# Binary Heap Sort Algorithm in JavaScript

## Use Case:

This post is a continuation of my previous post on building a binary max heap in JavaScript. Heap sort is an efficient sorting algorithm - O(n log n) - (both for timing and storage) that compares values against each other. Below is my concise implementation of this algorithm.

These functions are assumed to be placed inside of the Heap class we created in the previous post.

### 1. buildHeap Function

We need to create a way for an array data structure to be turned into a heap structure.

JavaScript

```
buildHeap = (array) => {
this.maxSize += array.length
for (let index of array) {
heap.insert(index)
}
return heap.H
}
```

Our buildHeap function will accept an array structure, increase the maximum size allowed for our heap to fit the number of elements in our array, and then insert each value into our heap. This assumes that you've already created an instance of the Heap class. Then, it'll return the updated heap data.

### 2. heapSort Function

JavaScript

```
heapSort = () => { // O(n log n)
var sorted = []
for (var i = this.H.length - 1; i >= 0; i--) {
sorted[i] = this.extractMax()
}
return sorted
}
```

Once we've constructed our binary heap (as outlined in the previous post), we simply need to create a loop that will run for the size of the heap and return our maximum values.

Here, we're adding them to our **sorted** array in backwards order so that our smallest values end up being first.

### 3. partialSort Function

JavaScript

```
partialSort = (k) => { // O(k log n)
var results = []
for (var i = k - 1; i >= 0; i--) {
results[i] = this.extractMax()
}
return results
}
```

As an aside, let's say that you wanted to sort only a portion of the heap data set. Here, we've created a function called partialSort that accepts an integer of k that determines how large of a returned result set we'd like to receive.
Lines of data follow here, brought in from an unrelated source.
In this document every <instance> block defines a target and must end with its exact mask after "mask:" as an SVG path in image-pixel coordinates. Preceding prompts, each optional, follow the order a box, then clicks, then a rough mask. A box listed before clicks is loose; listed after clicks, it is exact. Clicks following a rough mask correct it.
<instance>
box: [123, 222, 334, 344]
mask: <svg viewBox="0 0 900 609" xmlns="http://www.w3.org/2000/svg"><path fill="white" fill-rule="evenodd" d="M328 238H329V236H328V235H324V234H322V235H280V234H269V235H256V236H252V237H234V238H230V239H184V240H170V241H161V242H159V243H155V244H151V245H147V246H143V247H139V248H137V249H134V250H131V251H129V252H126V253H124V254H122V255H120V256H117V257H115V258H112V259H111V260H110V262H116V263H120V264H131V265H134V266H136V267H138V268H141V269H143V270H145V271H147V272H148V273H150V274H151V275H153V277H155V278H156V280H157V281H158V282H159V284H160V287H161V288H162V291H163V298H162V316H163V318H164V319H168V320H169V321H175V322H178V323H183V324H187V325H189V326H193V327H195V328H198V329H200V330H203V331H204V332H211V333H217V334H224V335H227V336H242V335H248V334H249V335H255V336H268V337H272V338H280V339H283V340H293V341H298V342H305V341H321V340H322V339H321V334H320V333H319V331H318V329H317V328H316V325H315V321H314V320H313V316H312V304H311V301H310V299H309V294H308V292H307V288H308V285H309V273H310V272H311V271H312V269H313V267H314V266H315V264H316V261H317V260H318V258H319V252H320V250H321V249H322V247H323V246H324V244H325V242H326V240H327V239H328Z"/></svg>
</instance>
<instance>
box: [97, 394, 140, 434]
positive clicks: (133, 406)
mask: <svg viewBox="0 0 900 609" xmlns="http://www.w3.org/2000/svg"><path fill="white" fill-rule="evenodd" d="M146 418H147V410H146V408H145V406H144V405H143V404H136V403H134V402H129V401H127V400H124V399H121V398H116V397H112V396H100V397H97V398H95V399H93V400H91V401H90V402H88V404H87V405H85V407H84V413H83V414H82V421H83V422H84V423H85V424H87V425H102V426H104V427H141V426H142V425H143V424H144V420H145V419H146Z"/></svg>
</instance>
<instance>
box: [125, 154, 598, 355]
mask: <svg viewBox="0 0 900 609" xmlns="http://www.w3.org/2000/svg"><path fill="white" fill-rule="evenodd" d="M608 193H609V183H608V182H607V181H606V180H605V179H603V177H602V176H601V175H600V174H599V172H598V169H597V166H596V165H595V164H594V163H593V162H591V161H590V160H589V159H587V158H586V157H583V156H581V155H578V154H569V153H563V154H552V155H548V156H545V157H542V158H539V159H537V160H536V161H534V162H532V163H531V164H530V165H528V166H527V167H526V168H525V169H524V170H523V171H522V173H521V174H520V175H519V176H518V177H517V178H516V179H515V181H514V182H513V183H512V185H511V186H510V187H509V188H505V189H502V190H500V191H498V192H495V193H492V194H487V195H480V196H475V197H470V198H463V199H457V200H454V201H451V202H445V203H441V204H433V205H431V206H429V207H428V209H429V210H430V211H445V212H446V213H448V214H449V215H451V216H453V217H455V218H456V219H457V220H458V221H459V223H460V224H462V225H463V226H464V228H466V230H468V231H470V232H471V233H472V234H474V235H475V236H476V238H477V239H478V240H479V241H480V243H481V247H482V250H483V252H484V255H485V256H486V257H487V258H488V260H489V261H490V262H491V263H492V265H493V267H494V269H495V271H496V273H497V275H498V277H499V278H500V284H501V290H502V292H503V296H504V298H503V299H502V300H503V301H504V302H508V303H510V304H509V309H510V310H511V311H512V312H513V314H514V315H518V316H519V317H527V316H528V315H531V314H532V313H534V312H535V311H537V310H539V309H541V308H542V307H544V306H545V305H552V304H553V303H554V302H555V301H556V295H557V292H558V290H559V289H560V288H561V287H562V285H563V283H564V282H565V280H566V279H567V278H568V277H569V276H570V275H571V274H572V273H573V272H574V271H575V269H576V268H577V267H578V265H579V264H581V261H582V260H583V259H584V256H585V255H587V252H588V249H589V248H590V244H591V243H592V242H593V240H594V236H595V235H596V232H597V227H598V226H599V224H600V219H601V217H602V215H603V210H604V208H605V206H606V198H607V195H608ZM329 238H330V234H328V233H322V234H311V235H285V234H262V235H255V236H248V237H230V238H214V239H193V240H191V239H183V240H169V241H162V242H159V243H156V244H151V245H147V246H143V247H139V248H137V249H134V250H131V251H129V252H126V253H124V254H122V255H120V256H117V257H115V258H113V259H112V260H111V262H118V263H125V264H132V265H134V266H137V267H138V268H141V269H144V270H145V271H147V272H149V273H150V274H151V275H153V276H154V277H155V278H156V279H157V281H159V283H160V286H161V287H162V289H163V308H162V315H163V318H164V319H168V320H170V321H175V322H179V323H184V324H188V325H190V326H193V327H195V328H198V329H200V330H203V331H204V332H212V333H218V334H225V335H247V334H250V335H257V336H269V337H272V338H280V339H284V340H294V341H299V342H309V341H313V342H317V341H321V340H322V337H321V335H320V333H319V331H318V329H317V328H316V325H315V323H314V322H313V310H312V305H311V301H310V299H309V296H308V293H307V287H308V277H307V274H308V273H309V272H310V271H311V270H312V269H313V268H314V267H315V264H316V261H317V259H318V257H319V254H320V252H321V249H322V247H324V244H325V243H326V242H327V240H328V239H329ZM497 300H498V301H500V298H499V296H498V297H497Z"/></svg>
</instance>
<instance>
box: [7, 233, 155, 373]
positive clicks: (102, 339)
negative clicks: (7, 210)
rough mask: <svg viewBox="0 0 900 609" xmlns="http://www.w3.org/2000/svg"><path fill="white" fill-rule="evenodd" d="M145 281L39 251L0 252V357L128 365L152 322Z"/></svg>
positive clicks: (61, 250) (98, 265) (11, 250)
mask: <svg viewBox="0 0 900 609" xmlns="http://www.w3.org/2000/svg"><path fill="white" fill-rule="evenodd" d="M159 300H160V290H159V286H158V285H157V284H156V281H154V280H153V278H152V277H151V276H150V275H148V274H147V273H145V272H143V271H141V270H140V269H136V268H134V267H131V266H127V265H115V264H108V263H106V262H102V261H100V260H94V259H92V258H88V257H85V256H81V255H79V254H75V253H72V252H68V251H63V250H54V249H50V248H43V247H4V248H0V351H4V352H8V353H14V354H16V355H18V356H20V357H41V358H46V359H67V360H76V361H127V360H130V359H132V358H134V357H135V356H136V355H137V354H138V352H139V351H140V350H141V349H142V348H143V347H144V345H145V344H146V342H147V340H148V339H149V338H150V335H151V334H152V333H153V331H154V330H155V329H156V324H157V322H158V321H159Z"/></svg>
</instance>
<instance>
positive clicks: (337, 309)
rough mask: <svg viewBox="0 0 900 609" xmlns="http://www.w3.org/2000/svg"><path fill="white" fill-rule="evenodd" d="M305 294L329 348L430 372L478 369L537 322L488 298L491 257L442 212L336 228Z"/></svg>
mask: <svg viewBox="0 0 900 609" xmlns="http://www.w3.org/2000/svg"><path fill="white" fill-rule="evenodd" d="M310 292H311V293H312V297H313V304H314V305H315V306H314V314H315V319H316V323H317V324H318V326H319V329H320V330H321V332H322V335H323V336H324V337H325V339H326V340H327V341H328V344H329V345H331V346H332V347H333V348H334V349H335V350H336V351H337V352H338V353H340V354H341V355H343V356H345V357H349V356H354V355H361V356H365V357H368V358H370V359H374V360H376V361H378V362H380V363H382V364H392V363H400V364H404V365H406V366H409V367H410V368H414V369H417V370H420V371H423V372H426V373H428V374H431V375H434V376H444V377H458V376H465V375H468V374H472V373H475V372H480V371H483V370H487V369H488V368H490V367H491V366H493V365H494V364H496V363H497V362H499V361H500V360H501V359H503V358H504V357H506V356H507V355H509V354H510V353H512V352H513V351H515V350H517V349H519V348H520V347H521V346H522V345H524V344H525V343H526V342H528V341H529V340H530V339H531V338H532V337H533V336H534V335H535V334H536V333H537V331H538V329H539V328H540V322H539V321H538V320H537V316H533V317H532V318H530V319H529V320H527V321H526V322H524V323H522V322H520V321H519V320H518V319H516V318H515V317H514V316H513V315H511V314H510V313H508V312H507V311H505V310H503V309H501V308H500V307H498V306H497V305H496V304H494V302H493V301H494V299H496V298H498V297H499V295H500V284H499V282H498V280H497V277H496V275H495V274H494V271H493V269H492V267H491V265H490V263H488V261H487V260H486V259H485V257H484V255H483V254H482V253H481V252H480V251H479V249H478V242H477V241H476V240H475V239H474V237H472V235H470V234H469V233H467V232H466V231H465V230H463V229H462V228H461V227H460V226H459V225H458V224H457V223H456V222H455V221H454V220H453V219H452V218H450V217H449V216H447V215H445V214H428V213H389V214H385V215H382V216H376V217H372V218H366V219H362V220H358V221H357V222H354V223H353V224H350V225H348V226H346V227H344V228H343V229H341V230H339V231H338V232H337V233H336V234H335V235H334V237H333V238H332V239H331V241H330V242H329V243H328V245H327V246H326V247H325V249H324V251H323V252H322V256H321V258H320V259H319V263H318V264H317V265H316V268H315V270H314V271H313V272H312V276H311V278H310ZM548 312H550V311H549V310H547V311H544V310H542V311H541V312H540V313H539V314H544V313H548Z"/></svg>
This particular function can be done more quickly than the full heapSort function as it is only running on **k** elements instead of all elements - **n**.

### 4. Results

JavaScript

```
var array = [5,2,3,8,1,6,7,3,4,9]
var heap = new Heap(5)
heap.buildHeap(array)
console.log(heap.heapSort()) // 1,2,3,3,4,5,6,7,8,9
console.log(heap.partialSort(4)) // 6,7,8,9
```

Here we're creating and then building our **heap** and then logging the results of the 2 algorithms (note, that you can't call them back-to-back since the sorting algorithms remove elements when sorting). The run time of our heapSort algorithm, in this instance, was O(10 log 10) and the run time of our partialSort algorithm was O(4 log 10).